In questo articolo esploro il valore reale del massaggio miofasciale, come integrarlo in un percorso terapeutico completo e perché continua a essere uno strumento efficace quando viene utilizzato con competenza, criterio e visione.
Cos’è davvero il massaggio miofasciale
Il trattamento miofasciale è una tecnica manuale lenta, precisa e orientata al sistema nervoso, che mira a migliorare la qualità del movimento e a ridurre il dolore modulando la risposta dei tessuti e della fascia.
Non è un massaggio “forte” o “profondo”. È un lavoro di ascolto, pressione graduale e contatto prolungato che dialoga con la fascia come sistema sensoriale, non come struttura da “sciogliere”.
- modulare il dolore
- migliorare la percezione corporea
- favorire il rilassamento dei tessuti connettivali
- preparare il corpo a fasi attive del trattamento
- creare un contesto terapeutico di fiducia e sicurezza
Non è quindi un fine, ma un mezzo. Un tassello all’interno di un percorso più ampio.

Perché funziona: il punto di vista neurofisiologico
La fascia non è un tessuto da “rompere” o “scollare”. È un organo sensoriale ricchissimo di recettori nervosi che influenzano:
- percezione del dolore
- tono muscolare
- postura
- movimento
- risposta allo stress
Il trattamento miofasciale agisce proprio su questi recettori, generando:
- riduzione dell’ipersensibilità
- aumento del parasimpatico (rilassamento)

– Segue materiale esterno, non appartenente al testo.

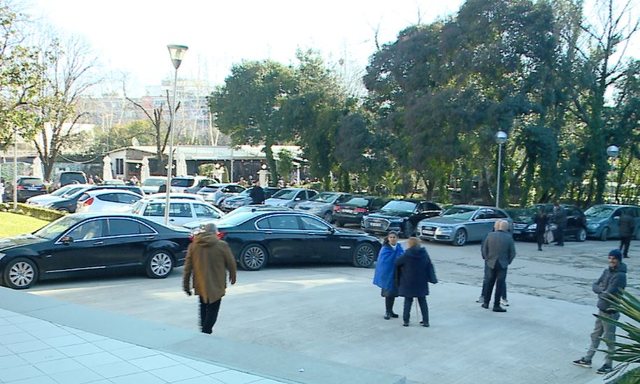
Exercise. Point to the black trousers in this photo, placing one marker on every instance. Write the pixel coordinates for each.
(208, 315)
(625, 242)
(495, 276)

- miglioramento della percezione corporea
- sensazione di “spazio” e libertà nei movimenti
In altre parole: il massaggio miofasciale aiuta il sistema nervoso a sentirsi più sicuro e meno minacciato. E quando il sistema si rilassa, il movimento migliora.
In un approccio multimodale, il massaggio miofasciale non sostituisce il movimento, ma lo facilita.
Come si applica: la tecnica in pratica
Il lavoro miofasciale si caratterizza per:
- 1. Pressioni lente e mantenute
La lentezza permette ai recettori fasciali di “riprogrammarsi” e ridurre la difesa.
- 2. Ascolto del tessuto
La mano segue la direzione di minor resistenza, senza forzare.
- 3. Assenza di scivolamento
Si lavora senza olio, per creare un contatto stabile e profondo.
- 4. Movimenti ampi e continui
Si accompagna il tessuto, non lo si “lavora”.
- 5. Coinvolgimento del respiro
Il respiro del paziente diventa parte del trattamento.
Quando è particolarmente utile
- 1. Dolore muscolare e tensioni persistenti
Aiuta a modulare il dolore e a ridurre la sensazione di rigidità.
- 2. Lombalgia e cervicalgia non specifica
Favorisce rilassamento, riduce la paura del movimento e migliora la percezione corporea. Identifica le aree iperalgiche, trigger-point.
- 3. Recupero post-infortunio
Prepara i tessuti al carico e migliora la qualità del movimento.
- 4. Stress e somatizzazioni
Il contatto manuale e competente ha un effetto calmante sul sistema nervoso.
È ideale nelle prime fasi della terapia per “abbassare il volume” del dolore e preparare il corpo al lavoro attivo.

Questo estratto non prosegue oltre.